# Par data for kessil tuna sun a360we



## islanddave1 (Jul 5, 2013)

I have a couple of these on my 125 and they seem to be doing their job just fine. I would like to know if anyone has any par data on them. I know kessil won't publish anything at all r3garding their lights.....but has someone tested them independently?

Thanks dave


----------



## jeffkrol (Jun 5, 2013)

islanddave1 said:


> I have a couple of these on my 125 and they seem to be doing their job just fine. I would like to know if anyone has any par data on them. I know kessil won't publish anything at all r3garding their lights.....but has someone tested them independently?
> 
> Thanks dave


none for the fw versions nor the 360.. you can extrapolate a bit from the 350 reef version though..
360 adds 4 more diodes..
There are a few more:
Kessil A350 PAR readings | 3reef Aquarium Forums

note though this is 3" above the water surface readings..


----------



## islanddave1 (Jul 5, 2013)

Yup..... I'm obsessed with trying to figure out which lights to buy. Am I the only one who looks at light sources out in the public weather they be hanging from ceilings in stores or attached to walls and thinks hum....I wonder if that could be adapted for use in a planted tank? 

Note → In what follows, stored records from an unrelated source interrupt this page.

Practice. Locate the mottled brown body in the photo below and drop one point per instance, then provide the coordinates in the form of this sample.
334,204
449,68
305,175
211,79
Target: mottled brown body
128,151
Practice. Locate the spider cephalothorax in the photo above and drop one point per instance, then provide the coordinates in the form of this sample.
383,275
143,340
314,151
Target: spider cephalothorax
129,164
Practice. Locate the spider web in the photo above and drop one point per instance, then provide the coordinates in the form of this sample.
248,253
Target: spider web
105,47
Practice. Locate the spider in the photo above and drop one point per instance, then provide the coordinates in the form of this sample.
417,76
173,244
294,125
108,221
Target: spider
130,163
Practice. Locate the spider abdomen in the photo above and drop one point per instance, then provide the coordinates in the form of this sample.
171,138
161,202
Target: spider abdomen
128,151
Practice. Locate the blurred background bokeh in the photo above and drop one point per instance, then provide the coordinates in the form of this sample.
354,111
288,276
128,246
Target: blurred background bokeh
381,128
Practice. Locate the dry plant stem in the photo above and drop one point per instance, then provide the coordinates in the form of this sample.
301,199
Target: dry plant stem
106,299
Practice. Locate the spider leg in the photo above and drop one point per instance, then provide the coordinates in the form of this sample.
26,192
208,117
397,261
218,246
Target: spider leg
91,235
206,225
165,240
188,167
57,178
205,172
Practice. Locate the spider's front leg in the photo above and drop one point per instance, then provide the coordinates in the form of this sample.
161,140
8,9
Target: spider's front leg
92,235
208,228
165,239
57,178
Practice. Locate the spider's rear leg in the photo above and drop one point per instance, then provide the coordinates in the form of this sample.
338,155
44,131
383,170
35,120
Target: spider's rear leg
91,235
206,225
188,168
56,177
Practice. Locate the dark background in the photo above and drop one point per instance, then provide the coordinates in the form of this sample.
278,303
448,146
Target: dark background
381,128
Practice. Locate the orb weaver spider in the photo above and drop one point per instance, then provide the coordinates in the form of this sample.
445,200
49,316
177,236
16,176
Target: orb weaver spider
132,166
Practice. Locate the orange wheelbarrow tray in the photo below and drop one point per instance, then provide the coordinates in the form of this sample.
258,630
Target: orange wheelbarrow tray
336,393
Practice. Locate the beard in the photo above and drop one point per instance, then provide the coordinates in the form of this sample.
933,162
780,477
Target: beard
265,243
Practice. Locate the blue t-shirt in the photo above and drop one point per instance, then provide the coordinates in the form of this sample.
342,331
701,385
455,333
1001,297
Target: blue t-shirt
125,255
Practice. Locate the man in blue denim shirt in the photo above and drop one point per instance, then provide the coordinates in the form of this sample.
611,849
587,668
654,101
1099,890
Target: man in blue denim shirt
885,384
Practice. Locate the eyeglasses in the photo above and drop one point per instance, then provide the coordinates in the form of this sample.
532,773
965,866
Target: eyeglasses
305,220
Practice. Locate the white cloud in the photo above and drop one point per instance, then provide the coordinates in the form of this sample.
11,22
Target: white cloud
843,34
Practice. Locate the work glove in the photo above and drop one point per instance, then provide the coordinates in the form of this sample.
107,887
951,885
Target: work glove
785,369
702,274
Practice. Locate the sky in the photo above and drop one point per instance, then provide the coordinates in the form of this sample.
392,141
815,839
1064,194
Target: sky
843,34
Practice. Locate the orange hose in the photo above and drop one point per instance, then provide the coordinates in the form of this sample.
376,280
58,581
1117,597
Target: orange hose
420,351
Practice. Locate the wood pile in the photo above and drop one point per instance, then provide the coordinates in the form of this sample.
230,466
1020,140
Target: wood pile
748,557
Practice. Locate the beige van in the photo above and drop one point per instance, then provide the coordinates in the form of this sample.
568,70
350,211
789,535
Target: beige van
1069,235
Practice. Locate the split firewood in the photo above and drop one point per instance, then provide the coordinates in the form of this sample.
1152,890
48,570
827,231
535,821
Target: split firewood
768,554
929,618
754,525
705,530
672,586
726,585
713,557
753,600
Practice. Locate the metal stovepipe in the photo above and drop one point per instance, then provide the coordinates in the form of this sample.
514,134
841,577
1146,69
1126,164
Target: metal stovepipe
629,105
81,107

Thanks for the link.....so extrapolating from that I would assume that I might be getting at minimum about 50 par @ 23 inches? Now mind u that kessil was a narrow beam 60 degree (and was mounted 3" above the water) I think where as the we is 120 degrees I think so 50 or less par @ 23" would be about right. That's medium light correct?

Does my math seem sound?

Thanks Dave


----------